Executive Summary (About Self)
He has strong research background based on speech recognition, noise robust acoustic feature extraction, audio-visual speech recognition. Has rich experience of working in a team actively and collaboratively, and also strong motivation to advancement of speech technology research.

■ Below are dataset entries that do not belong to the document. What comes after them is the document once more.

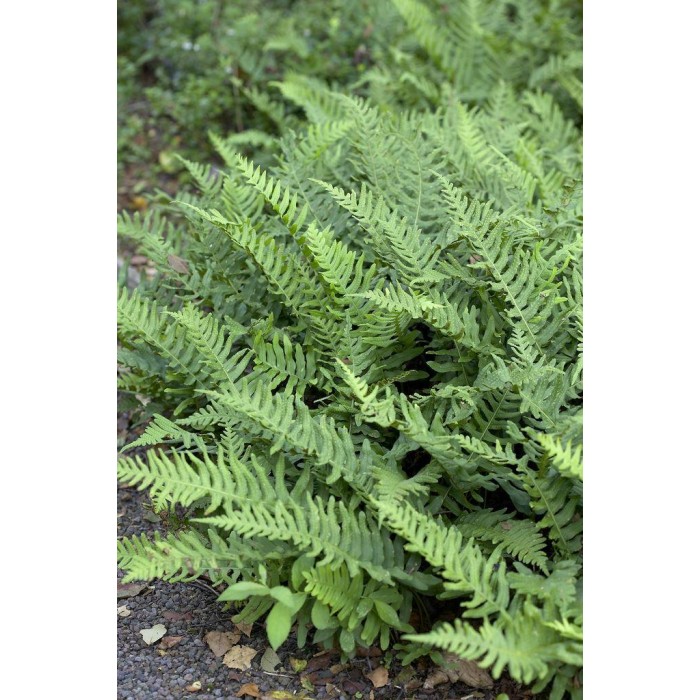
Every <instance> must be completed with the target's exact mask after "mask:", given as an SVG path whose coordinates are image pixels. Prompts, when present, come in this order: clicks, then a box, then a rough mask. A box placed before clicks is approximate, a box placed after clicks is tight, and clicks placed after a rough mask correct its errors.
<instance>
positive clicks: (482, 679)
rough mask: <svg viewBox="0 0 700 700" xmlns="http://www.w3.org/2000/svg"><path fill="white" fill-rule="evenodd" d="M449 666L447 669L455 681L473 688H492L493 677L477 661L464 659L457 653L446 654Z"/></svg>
mask: <svg viewBox="0 0 700 700" xmlns="http://www.w3.org/2000/svg"><path fill="white" fill-rule="evenodd" d="M445 661H446V662H447V664H448V665H447V666H446V667H445V671H446V672H447V675H448V676H449V678H450V680H451V681H452V682H453V683H456V682H457V681H462V683H464V684H466V685H468V686H470V687H471V688H492V687H493V678H491V676H490V675H489V673H488V671H485V670H484V669H483V668H481V666H479V665H478V664H477V663H476V662H475V661H469V660H468V659H462V658H460V657H459V656H457V655H456V654H445Z"/></svg>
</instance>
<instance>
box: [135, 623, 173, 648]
mask: <svg viewBox="0 0 700 700" xmlns="http://www.w3.org/2000/svg"><path fill="white" fill-rule="evenodd" d="M167 631H168V630H166V629H165V625H154V626H153V627H151V628H150V629H147V630H139V634H140V635H141V636H142V637H143V641H144V642H146V644H155V643H156V642H157V641H158V640H159V639H162V637H163V635H164V634H165V633H166V632H167Z"/></svg>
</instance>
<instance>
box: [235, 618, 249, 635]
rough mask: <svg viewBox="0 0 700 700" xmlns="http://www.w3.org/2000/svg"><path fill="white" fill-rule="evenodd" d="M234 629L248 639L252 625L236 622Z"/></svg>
mask: <svg viewBox="0 0 700 700" xmlns="http://www.w3.org/2000/svg"><path fill="white" fill-rule="evenodd" d="M234 627H235V628H236V629H237V630H238V631H239V632H242V633H243V634H245V636H246V637H250V633H251V632H252V631H253V625H247V624H246V623H245V622H236V623H235V624H234Z"/></svg>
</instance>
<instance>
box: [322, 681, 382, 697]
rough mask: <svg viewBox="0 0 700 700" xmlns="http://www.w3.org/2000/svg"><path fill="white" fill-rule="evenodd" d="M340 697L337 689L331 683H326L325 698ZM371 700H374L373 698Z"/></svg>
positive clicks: (339, 695)
mask: <svg viewBox="0 0 700 700" xmlns="http://www.w3.org/2000/svg"><path fill="white" fill-rule="evenodd" d="M341 695H342V693H341V691H340V690H338V688H336V687H335V686H334V685H333V684H332V683H326V697H327V698H339V697H340V696H341ZM372 700H374V698H373V699H372Z"/></svg>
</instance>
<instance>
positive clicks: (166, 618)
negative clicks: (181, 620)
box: [163, 610, 192, 622]
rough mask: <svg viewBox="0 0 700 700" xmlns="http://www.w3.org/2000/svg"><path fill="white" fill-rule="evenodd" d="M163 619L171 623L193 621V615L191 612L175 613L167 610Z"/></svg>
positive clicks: (173, 611)
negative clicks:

The continuous research on speech technology has helped him acquire unique skills and in-depth understanding on HMMs, MFCC, and Wavelets etc. He has extracted both audio and visual features. For example, a paper on Hindi phoneme-viseme recognition from continuous speech was published at Int. J. Signal and Imaging Systems Engineering- Inderscience in 2013. Another paper on hybrid features for speaker independent Hindi digits recognition using HTK toolkit was published in 2013. His recent work of audio visual based feature fusion approach for speech recognition was published in 2015. To summarize, he has published 11 journal papers and 5 International conferences including reputed ones like ICDIP and FRSM on speech processing area.

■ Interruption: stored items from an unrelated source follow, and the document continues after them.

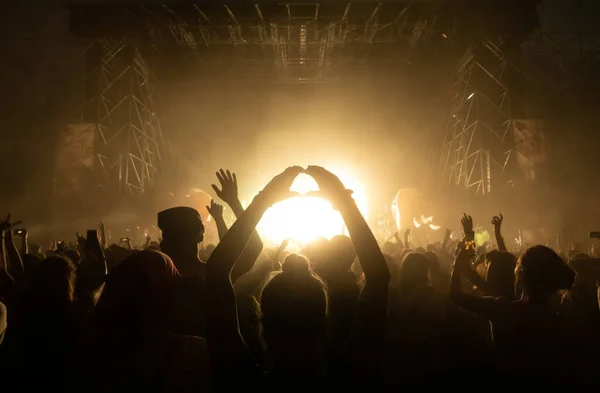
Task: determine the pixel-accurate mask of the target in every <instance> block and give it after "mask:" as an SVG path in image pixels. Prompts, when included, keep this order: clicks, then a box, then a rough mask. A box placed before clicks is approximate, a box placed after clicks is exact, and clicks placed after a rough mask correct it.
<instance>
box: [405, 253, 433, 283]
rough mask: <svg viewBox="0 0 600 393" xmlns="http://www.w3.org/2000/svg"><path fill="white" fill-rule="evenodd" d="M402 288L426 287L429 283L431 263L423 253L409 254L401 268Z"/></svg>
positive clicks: (413, 253)
mask: <svg viewBox="0 0 600 393" xmlns="http://www.w3.org/2000/svg"><path fill="white" fill-rule="evenodd" d="M400 280H401V283H402V286H410V287H415V286H424V285H428V283H429V261H428V260H427V257H425V255H423V254H421V253H416V252H413V253H409V254H407V255H406V256H405V257H404V260H403V261H402V266H401V267H400Z"/></svg>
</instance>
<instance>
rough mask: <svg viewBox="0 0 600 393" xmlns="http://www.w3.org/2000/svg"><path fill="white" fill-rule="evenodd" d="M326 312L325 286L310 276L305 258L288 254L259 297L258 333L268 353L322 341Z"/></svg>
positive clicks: (306, 262)
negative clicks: (260, 336) (260, 329)
mask: <svg viewBox="0 0 600 393" xmlns="http://www.w3.org/2000/svg"><path fill="white" fill-rule="evenodd" d="M327 309H328V298H327V290H326V287H325V284H324V283H323V282H322V281H321V280H320V279H319V278H318V277H317V276H316V275H314V274H313V273H312V271H311V270H310V267H309V262H308V259H307V258H305V257H303V256H300V255H297V254H290V255H289V256H288V257H287V258H286V259H285V261H284V263H283V266H282V271H281V272H280V273H278V274H276V275H275V276H273V277H272V278H271V279H270V280H269V281H268V282H267V283H266V284H265V286H264V287H263V289H262V292H261V295H260V312H261V320H262V332H263V338H264V340H265V342H266V344H267V347H268V348H269V350H270V351H285V348H289V347H297V346H300V347H302V346H303V345H311V344H314V343H315V342H317V341H318V340H320V339H322V338H323V335H324V333H325V327H326V319H327Z"/></svg>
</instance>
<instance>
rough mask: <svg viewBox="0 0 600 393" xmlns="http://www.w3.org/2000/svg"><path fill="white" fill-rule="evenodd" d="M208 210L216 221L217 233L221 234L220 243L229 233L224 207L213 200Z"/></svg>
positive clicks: (214, 219) (207, 206)
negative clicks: (224, 237) (223, 215)
mask: <svg viewBox="0 0 600 393" xmlns="http://www.w3.org/2000/svg"><path fill="white" fill-rule="evenodd" d="M206 210H208V214H210V216H211V217H212V218H213V219H214V220H215V224H216V225H217V232H218V234H219V241H221V240H222V239H223V237H224V236H225V234H226V233H227V231H228V228H227V224H226V223H225V219H224V218H223V206H222V205H220V204H218V203H216V202H215V200H214V199H212V200H211V201H210V206H206Z"/></svg>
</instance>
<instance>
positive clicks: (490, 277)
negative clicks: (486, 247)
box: [485, 250, 517, 299]
mask: <svg viewBox="0 0 600 393" xmlns="http://www.w3.org/2000/svg"><path fill="white" fill-rule="evenodd" d="M485 260H486V262H487V273H486V277H485V278H486V281H487V283H488V285H489V286H490V288H491V289H492V291H493V293H494V295H496V296H501V297H504V298H507V299H512V298H514V297H515V267H516V266H517V258H515V256H514V255H513V254H511V253H509V252H503V251H498V250H494V251H490V252H488V253H487V254H486V255H485Z"/></svg>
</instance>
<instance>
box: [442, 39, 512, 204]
mask: <svg viewBox="0 0 600 393" xmlns="http://www.w3.org/2000/svg"><path fill="white" fill-rule="evenodd" d="M509 72H512V73H519V74H522V72H521V71H520V70H518V69H517V68H516V67H514V66H513V65H511V64H510V63H509V62H508V60H507V59H506V56H505V53H504V52H503V51H502V49H501V43H498V44H496V43H494V42H492V41H490V40H484V41H481V42H480V43H478V44H475V45H473V46H471V47H470V48H469V50H468V51H467V53H466V54H465V55H464V56H463V58H462V59H461V60H460V62H459V66H458V68H457V70H456V81H455V83H454V85H453V100H452V106H451V110H450V116H449V120H448V123H447V128H446V136H445V139H444V146H443V154H442V174H443V179H444V180H445V181H446V182H448V183H450V184H455V185H459V186H463V187H466V188H467V189H472V190H474V191H475V192H476V193H479V194H486V193H489V192H491V191H492V186H493V184H494V183H495V182H496V176H497V175H499V173H501V172H502V171H504V170H505V169H506V168H507V166H508V164H509V162H510V158H511V156H512V154H513V148H514V143H513V135H512V126H513V113H512V112H513V108H514V105H515V101H522V98H521V97H520V96H519V95H518V94H516V93H515V92H514V91H511V89H509V85H508V74H509Z"/></svg>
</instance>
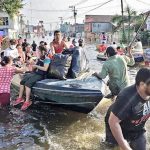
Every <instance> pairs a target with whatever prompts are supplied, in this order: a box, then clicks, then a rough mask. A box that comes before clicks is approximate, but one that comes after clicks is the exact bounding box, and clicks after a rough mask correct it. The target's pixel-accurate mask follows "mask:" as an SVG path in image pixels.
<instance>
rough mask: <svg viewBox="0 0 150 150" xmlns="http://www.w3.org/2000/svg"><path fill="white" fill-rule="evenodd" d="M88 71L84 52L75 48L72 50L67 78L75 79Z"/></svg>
mask: <svg viewBox="0 0 150 150" xmlns="http://www.w3.org/2000/svg"><path fill="white" fill-rule="evenodd" d="M88 69H89V67H88V59H87V57H86V54H85V50H84V49H83V48H82V47H75V48H74V49H73V54H72V62H71V67H70V70H69V76H70V77H71V78H77V77H79V76H80V74H82V73H84V72H86V71H87V70H88Z"/></svg>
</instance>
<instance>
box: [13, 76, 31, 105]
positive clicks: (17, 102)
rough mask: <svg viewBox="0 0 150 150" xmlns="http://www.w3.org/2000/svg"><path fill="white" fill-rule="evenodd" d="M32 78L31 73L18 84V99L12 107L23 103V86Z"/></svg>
mask: <svg viewBox="0 0 150 150" xmlns="http://www.w3.org/2000/svg"><path fill="white" fill-rule="evenodd" d="M33 76H34V74H33V73H29V74H25V76H24V78H23V79H22V80H21V82H20V90H19V97H18V98H17V99H16V100H15V102H14V103H13V106H16V105H19V104H20V103H23V102H24V99H23V93H24V89H25V84H26V82H27V81H28V80H29V79H30V78H31V77H33Z"/></svg>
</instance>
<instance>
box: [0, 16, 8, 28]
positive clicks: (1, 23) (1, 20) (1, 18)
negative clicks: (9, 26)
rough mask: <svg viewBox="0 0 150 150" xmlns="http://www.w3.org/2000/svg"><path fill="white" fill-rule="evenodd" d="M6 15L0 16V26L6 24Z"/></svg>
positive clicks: (7, 20) (6, 24)
mask: <svg viewBox="0 0 150 150" xmlns="http://www.w3.org/2000/svg"><path fill="white" fill-rule="evenodd" d="M8 25H9V22H8V17H0V26H8Z"/></svg>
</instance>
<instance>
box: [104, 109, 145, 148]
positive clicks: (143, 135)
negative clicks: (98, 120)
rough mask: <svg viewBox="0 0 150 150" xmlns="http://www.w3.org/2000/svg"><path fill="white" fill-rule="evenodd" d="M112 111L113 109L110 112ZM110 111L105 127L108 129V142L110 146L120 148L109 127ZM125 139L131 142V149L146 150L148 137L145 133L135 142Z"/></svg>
mask: <svg viewBox="0 0 150 150" xmlns="http://www.w3.org/2000/svg"><path fill="white" fill-rule="evenodd" d="M110 110H111V107H110V109H109V111H110ZM109 111H108V113H107V115H106V117H105V127H106V142H107V143H109V144H110V145H113V146H114V147H115V146H118V143H117V141H116V140H115V138H114V136H113V135H112V133H111V130H110V127H109V123H108V120H109V114H110V112H109ZM125 139H126V140H127V141H128V142H129V144H130V146H131V148H132V149H133V150H146V136H145V133H142V134H140V135H139V136H138V137H137V138H135V139H134V140H131V139H128V138H126V137H125Z"/></svg>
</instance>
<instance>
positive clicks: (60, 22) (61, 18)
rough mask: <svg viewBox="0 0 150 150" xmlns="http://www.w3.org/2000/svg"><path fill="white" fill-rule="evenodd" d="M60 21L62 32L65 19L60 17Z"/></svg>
mask: <svg viewBox="0 0 150 150" xmlns="http://www.w3.org/2000/svg"><path fill="white" fill-rule="evenodd" d="M59 19H60V31H61V32H62V28H63V17H59Z"/></svg>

The long years of experience on using HTK, Matlab, Praat’s helped him to develop his skill on speech recognition area, thus he can give a series of in-depth talks on recent trends of speech recognition. Within HTK framework, he can use other features extracted from MATLAB. His audio visual based features enhanced the performance of speech recognizer by a significant margin compared to the traditional features.
Besides investigation on HMM theory and speech recognition fundamentals and its implementation in HTK, he has frequently updated his knowledge on recent trends on speech technology.
He has directed interns or freshman on several speech recognition projects for Hindi speech recognition, and he is a consultant of speech recognition in his team. Communication skills are well demonstrated through our collaboration.